When Edith Davis of Minneapolis was in her 50s, she opened Minnesota's first school of acupuncture.
Davis, who began studying Chinese medicine in the 1970s, died of cardiac complications May 19 in St. Paul. She was 87.
Davis and a few other "hearty souls" brought the practice of acupuncture to the Twin Cities, said former student Mark McKenzie of Eden Prairie, dean of the Minnesota College of Acupuncture and Oriental Medicine at Northwestern Health Sciences University in Bloomington.

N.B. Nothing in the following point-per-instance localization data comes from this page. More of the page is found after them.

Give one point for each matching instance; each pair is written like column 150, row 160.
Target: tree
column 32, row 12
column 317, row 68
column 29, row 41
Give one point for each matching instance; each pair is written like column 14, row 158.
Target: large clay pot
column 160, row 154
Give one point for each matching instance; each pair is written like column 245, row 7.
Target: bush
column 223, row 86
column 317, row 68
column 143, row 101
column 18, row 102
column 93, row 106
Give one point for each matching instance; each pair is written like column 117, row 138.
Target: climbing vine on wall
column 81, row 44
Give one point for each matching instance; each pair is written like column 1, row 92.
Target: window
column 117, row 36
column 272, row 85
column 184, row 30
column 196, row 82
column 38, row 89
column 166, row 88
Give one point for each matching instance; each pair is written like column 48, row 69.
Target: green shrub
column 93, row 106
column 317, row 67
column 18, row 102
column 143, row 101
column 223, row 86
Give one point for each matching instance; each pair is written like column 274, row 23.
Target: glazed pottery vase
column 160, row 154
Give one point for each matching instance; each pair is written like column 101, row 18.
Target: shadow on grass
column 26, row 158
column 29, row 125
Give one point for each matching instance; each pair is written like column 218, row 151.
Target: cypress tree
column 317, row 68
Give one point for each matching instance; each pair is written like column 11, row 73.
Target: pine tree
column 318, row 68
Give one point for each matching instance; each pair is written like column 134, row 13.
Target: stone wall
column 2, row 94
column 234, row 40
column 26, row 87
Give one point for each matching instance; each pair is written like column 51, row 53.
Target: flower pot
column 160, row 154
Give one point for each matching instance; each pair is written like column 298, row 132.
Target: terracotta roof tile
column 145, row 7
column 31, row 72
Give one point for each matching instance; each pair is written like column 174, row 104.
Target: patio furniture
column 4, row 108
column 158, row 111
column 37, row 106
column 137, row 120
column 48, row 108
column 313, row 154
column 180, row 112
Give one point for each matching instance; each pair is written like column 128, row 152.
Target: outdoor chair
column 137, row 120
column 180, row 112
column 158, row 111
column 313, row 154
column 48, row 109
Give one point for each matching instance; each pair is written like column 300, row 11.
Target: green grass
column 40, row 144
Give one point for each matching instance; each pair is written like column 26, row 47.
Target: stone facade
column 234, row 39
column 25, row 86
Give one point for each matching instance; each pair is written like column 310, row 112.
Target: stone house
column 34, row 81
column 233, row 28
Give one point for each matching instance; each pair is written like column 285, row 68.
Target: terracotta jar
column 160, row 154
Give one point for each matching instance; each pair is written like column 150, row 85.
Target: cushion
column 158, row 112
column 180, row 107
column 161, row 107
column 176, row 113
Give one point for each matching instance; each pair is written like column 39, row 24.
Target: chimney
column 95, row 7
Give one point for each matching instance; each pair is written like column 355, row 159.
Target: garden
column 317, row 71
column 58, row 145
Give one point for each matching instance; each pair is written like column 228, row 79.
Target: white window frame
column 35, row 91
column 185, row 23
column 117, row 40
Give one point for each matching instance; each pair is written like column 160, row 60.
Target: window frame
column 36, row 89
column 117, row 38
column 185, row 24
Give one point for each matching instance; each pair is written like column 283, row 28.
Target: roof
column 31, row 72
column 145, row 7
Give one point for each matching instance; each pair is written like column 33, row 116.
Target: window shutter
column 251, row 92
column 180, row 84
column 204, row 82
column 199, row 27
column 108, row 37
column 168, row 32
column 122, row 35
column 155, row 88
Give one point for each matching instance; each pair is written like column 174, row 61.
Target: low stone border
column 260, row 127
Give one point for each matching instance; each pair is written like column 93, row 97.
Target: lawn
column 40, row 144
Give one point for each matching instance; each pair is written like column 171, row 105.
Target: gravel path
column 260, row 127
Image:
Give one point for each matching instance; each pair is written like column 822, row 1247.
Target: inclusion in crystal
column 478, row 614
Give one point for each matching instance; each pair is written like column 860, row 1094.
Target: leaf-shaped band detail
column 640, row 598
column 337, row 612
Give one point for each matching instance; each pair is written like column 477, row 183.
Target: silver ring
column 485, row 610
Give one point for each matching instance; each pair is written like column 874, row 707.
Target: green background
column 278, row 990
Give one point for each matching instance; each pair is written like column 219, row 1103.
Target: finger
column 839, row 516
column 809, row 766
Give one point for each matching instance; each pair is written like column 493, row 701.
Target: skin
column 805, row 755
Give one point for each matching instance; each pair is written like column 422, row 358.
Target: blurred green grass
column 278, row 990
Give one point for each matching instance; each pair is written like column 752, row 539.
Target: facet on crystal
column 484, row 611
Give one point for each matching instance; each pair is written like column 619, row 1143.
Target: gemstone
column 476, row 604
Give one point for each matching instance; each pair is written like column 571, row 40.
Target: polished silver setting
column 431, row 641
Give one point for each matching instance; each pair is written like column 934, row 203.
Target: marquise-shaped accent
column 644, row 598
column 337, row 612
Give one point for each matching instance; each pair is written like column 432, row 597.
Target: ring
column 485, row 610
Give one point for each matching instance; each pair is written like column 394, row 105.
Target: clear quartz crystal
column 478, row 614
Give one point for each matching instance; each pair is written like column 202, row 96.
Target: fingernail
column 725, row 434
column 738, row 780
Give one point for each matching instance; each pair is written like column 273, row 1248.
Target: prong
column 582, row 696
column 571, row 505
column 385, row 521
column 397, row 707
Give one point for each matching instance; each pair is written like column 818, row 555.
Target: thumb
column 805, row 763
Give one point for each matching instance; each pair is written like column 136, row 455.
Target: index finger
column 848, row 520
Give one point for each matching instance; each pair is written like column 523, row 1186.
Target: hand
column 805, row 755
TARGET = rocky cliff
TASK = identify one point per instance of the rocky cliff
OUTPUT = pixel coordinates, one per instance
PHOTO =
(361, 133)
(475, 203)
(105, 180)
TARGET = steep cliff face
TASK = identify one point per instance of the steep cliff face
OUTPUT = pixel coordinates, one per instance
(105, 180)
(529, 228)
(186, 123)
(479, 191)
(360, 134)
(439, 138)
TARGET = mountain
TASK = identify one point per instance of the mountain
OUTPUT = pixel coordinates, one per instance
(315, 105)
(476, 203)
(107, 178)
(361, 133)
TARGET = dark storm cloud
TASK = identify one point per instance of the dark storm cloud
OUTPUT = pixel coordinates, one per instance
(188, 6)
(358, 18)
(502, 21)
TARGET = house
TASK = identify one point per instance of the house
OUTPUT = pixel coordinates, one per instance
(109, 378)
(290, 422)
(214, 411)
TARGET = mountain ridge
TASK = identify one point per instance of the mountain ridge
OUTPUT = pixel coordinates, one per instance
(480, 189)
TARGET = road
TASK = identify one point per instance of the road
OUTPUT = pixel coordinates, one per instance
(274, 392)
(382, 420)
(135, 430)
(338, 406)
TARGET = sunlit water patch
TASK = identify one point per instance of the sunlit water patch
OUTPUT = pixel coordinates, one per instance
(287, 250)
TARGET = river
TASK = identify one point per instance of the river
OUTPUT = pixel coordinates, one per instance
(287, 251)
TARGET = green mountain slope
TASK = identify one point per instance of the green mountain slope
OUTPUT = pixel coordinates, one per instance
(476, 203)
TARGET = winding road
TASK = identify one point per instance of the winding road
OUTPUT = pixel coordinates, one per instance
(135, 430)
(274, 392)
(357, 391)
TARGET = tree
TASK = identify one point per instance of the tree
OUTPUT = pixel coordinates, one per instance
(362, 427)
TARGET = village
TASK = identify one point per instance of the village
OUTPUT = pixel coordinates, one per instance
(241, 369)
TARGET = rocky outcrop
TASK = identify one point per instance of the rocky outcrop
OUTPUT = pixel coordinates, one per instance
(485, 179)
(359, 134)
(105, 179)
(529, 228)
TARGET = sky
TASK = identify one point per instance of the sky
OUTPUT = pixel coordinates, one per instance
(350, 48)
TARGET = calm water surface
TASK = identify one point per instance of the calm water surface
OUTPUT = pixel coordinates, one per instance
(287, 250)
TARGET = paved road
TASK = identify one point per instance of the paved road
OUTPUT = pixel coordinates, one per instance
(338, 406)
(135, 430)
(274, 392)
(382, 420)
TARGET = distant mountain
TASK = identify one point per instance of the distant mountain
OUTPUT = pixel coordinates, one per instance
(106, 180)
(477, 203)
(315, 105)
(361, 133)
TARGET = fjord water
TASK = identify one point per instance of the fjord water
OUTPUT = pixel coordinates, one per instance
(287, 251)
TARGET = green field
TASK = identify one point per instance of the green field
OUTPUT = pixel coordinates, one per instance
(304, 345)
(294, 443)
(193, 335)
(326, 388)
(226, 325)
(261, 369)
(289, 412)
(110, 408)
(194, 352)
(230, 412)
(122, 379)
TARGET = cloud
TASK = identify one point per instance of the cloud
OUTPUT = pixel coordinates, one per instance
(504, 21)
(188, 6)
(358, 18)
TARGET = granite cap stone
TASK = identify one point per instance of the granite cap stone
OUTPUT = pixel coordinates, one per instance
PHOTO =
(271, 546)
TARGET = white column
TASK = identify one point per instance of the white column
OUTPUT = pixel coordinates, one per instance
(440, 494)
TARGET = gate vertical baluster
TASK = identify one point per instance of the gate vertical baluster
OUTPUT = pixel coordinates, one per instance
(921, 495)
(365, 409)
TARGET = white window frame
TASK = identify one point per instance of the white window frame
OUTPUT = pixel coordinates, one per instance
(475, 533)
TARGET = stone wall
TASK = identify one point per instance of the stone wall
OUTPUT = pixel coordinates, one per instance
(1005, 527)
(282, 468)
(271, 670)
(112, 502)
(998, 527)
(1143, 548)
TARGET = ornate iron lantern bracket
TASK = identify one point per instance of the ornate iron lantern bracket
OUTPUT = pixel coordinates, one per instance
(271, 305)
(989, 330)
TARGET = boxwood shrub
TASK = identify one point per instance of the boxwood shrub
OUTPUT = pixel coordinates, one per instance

When Davis started her school, the Minnesota Institute of Acupuncture and Herbal Studies, now the college that McKenzie runs, she brought acupuncturists from China to teach Midwesterners.
"She was just a powerhouse," McKenzie said. And while some flagged as they worked to gain acceptance and state approval for the practice, she would not give up.
In 1983, she co-founded of one of the first clinics in the state, said her daughter, Barbara Davis of Minneapolis. "She was the kind of person who could identify a problem and figure out a method to solve it," her daughter said. "She had a keen intellect and worked hard."
Bonnie Bolash of Crystal is another former student and a leader of Minneapolis' Acupuncture and Oriental Medicine Association of Minnesota, a group that Davis cofounded. She said she was amazed at Davis' accomplishments.
"When she was near retirement, she started a school and found a new way to help people," she said. "She carried the torch for our profession."